NIMBYs and anti-gentrification activists have long been criticized for being ignorant of fundamental supply-demand logic. But a more sophisticated understanding of pro-building opponents sees them as entirely rational. Shelterforce, a community development publication, has an excellent article that highlights just that idea:
If you buried your head in an Econ 101 textbook you might argue that building new housing anywhere in a given region would lower rents and prices across that region, right? So why are so many community advocates up in arms about new housing causing higher rents? 
What happened in south of market and parts of Brooklyn and what people fear in the Mission (and the rest of Brooklyn!) is that high-rise luxury housing was dropped into otherwise distressed neighborhoods. These luxury projects dramatically changed the perception of these neighborhoods–they sent a clear signal to the market that these places were safe–both in the sense that they were safe for wealthier residents to live in and in the sense that they were safe for more investment in residential development.  However much these projects decreased rents regionally by increasing supply, they had a larger impact of increasing rents in the immediately surrounding neighborhoods by increasing demand.
This is a model of housing where the regional market has the typical downward-sloping demand curve, but at local levels might have upward-sloping demand curves. That disconnect creates a classic collective action problem, where incentives for neighborhoods and local residents result in an outcome that's bad for everyone.

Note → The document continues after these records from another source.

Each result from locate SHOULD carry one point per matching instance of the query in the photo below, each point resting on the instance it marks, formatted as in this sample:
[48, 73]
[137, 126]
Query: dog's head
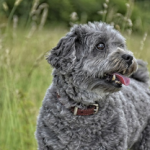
[94, 57]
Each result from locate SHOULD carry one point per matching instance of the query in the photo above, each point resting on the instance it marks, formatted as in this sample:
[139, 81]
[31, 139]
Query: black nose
[127, 58]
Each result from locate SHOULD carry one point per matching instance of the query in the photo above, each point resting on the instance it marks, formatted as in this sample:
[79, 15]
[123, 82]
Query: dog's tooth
[114, 77]
[124, 71]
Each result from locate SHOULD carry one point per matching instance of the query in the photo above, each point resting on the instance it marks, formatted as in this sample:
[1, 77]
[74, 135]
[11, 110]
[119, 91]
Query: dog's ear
[65, 53]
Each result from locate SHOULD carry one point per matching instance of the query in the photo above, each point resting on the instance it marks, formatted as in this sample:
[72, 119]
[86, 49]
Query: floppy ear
[64, 54]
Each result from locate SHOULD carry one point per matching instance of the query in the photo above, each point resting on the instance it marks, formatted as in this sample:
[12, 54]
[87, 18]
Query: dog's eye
[100, 46]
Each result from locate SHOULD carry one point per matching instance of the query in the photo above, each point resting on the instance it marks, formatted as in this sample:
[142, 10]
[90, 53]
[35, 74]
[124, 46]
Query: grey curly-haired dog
[92, 103]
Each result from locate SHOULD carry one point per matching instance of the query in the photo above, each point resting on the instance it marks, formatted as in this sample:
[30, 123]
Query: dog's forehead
[103, 31]
[107, 32]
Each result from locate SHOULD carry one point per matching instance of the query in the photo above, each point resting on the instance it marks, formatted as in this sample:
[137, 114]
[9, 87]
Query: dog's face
[94, 57]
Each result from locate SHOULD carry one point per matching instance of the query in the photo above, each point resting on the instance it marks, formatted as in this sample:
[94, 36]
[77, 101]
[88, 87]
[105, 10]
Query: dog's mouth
[116, 79]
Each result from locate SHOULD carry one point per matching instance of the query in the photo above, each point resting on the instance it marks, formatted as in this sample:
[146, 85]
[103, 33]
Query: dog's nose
[128, 58]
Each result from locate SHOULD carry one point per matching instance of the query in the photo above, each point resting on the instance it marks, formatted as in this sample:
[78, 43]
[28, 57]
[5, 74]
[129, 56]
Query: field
[24, 77]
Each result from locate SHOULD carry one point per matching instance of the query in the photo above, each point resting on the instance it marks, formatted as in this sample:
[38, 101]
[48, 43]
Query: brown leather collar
[90, 110]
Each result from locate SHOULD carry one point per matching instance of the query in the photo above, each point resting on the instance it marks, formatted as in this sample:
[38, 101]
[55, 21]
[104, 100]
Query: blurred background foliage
[28, 30]
[59, 12]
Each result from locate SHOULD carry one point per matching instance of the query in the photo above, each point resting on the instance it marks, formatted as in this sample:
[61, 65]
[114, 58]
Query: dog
[99, 98]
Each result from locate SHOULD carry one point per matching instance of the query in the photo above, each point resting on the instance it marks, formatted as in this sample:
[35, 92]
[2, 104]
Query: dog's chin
[112, 81]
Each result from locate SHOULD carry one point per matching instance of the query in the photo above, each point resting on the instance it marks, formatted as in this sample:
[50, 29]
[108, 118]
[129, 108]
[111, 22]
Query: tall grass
[25, 75]
[24, 78]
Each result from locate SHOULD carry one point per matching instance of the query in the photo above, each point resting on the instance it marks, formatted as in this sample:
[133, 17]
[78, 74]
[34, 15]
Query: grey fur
[123, 119]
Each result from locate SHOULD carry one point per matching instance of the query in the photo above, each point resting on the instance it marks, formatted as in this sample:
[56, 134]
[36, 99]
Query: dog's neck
[71, 95]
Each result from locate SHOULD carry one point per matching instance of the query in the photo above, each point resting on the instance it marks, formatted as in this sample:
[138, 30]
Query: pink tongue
[124, 80]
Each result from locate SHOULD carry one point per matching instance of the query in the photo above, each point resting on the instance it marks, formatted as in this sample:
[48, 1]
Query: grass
[24, 77]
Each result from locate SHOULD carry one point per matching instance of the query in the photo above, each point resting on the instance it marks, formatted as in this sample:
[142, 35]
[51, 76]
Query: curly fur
[123, 119]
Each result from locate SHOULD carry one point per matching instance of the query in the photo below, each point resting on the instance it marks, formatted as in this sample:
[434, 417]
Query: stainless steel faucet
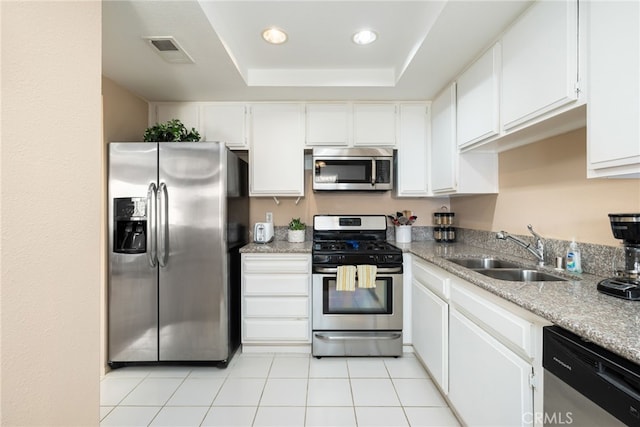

Theory might suggest government action here as a way to correct the market failure. And in theory, government action could (and should) promote citywide affordability by restricting the power of individual neighborhoods to act selfishly to curb supply. (Another way, as the article suggests, would be cruder interventions like price controls).

The big reason why we don't often see an idealized government intervention is that regional planning politics is incredibly difficult to sustain. Some cities manage it, but because city councils and zoning boards are typically elected from local constituencies, we often see the political system sustaining or even amplifying the localist bias (and thus the policy collective action problem between local and citywide affordability).

Immediate solutions to this political problem aren't obvious, although strengthening regional planning institutions and reforming electoral systems for local government might help. The trend towards greater ideological coherence among elected officials--much maligned--might actually help at the local level by orienting policy more around citywide ideas and goals.